Al-Qaeda militants began withdrawing Thursday from two cities in Yemen's southern Abyan province following tribal mediation to spare destruction, tribal sources said.
"Hundreds of Al-Qaeda fighters have begun to hand over to provincial authorities public buildings which they controlled" in Abyan provincial capital Zinjibar and the nearby city of Jaar, a tribal mediator told AFP.
A tribal elder involved in the mediation said their departure comes amid pressure from residents who wanted to spare their cities from being destroyed like other southern towns which the militants once controlled.
This comes after government troops backed by air and ground support from a Saudi-led coalition launched last month a widespread operation against militants in south and southeastern Yemen.
The tribal mediator said the withdrawal will be completed within a week.
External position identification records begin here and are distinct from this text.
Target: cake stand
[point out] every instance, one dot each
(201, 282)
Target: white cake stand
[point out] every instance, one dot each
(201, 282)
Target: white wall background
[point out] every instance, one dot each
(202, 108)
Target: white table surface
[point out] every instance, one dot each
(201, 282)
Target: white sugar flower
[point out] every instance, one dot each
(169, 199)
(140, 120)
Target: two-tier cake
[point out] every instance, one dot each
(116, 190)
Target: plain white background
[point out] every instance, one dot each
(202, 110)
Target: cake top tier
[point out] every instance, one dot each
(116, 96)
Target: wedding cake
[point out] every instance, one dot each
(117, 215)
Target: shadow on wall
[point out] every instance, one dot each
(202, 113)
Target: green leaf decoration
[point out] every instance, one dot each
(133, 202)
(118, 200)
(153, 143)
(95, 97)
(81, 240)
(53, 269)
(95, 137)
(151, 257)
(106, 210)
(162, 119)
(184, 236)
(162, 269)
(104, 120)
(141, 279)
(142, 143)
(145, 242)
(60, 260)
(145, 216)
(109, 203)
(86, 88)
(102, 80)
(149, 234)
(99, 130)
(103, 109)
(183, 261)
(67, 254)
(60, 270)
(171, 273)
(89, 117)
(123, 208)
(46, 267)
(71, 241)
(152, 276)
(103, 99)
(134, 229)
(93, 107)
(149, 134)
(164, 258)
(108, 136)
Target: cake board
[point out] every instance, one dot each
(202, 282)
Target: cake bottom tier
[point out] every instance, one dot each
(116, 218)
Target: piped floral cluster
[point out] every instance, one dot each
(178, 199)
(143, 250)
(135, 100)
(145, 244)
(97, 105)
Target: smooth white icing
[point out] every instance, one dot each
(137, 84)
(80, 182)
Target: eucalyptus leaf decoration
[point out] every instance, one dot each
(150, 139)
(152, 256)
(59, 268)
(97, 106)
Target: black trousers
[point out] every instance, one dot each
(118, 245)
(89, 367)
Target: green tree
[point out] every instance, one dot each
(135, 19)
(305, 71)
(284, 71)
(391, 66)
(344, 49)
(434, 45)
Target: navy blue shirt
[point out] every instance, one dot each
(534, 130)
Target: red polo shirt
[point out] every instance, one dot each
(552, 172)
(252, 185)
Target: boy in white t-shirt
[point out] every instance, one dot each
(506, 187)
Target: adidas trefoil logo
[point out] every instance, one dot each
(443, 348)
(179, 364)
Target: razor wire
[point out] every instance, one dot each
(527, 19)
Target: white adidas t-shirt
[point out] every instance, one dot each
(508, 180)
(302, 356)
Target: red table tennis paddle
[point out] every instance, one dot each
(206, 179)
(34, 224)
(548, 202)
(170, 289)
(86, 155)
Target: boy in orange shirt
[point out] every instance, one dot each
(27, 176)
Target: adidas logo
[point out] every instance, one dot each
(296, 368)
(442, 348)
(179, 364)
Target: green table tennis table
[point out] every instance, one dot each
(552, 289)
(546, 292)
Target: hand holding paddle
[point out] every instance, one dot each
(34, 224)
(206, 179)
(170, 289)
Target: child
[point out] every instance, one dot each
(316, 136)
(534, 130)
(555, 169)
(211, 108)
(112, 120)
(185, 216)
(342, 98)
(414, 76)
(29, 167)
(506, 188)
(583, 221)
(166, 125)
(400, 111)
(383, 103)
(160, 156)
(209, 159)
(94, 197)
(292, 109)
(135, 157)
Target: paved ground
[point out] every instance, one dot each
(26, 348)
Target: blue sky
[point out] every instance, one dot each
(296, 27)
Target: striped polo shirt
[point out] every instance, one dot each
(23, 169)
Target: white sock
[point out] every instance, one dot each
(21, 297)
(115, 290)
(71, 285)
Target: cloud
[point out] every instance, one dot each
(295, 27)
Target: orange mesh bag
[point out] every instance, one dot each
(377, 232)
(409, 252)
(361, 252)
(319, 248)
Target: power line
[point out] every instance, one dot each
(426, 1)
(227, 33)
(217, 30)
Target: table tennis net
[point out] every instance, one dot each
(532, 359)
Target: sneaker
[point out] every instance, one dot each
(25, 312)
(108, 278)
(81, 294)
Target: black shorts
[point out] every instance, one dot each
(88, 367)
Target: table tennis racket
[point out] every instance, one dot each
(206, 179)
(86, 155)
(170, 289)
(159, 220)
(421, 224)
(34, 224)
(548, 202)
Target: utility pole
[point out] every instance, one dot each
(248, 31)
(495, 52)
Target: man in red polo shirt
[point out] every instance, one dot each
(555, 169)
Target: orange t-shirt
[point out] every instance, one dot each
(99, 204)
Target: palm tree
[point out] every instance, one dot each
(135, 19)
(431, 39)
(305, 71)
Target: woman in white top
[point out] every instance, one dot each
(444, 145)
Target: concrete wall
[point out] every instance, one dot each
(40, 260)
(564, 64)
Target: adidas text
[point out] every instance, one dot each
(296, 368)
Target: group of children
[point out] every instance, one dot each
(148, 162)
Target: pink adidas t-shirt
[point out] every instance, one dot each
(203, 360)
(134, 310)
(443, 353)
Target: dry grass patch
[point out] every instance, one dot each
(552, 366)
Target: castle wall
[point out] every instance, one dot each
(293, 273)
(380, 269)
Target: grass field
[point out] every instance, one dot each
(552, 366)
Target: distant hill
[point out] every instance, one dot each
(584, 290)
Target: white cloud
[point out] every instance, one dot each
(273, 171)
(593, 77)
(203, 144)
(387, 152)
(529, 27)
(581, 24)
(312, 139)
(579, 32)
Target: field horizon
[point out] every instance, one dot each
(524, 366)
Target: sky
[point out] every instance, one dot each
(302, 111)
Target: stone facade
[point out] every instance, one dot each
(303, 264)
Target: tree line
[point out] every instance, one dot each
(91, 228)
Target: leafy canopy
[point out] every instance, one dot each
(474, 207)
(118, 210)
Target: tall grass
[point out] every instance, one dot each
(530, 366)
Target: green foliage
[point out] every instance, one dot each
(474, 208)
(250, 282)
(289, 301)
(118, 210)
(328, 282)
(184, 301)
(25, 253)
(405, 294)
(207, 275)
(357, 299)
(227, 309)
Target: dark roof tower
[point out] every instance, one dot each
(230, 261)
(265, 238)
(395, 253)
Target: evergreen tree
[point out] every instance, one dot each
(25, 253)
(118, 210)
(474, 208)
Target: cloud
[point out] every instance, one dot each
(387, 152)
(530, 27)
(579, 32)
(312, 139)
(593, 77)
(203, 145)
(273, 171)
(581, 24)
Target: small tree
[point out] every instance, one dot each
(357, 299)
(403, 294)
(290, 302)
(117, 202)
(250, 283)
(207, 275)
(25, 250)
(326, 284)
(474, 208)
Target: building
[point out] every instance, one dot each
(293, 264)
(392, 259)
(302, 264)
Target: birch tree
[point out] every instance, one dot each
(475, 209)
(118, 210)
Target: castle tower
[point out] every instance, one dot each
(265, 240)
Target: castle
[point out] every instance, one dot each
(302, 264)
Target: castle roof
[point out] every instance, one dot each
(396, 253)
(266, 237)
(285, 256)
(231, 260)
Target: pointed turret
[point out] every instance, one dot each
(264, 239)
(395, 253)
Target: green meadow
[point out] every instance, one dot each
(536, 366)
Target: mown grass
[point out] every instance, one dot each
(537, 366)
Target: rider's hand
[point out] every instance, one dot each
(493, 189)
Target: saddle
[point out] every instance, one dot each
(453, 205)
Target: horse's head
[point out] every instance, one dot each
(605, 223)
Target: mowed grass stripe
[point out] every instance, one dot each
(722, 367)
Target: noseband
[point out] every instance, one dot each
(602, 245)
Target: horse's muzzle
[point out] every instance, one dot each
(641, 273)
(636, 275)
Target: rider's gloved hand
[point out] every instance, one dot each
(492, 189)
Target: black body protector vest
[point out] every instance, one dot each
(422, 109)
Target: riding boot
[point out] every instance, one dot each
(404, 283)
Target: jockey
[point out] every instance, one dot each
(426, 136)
But he warned that the militants could stop the operation if they come under attack.
The militants will be leaving with their weapons and are expected to pull back to a mountainous region which separates Abyan from the provinces of Shabwa and Baida, tribal sources said.
The militants last month fled the key southeastern city of Mukalla, the capital of Hadramawt province, and other coastal areas, due to the government offensive.
In a statement released Wednesday, the militants threatened to attack the homes of officials and soldiers who took part in the offensive to drive them out of Mukalla.
Yemen-based Al-Qaeda in the Arabian Peninsula is regarded by Washington as the network's most dangerous branch.
It had taken advantage of the government's war against Shia rebels to spread its presence in the south.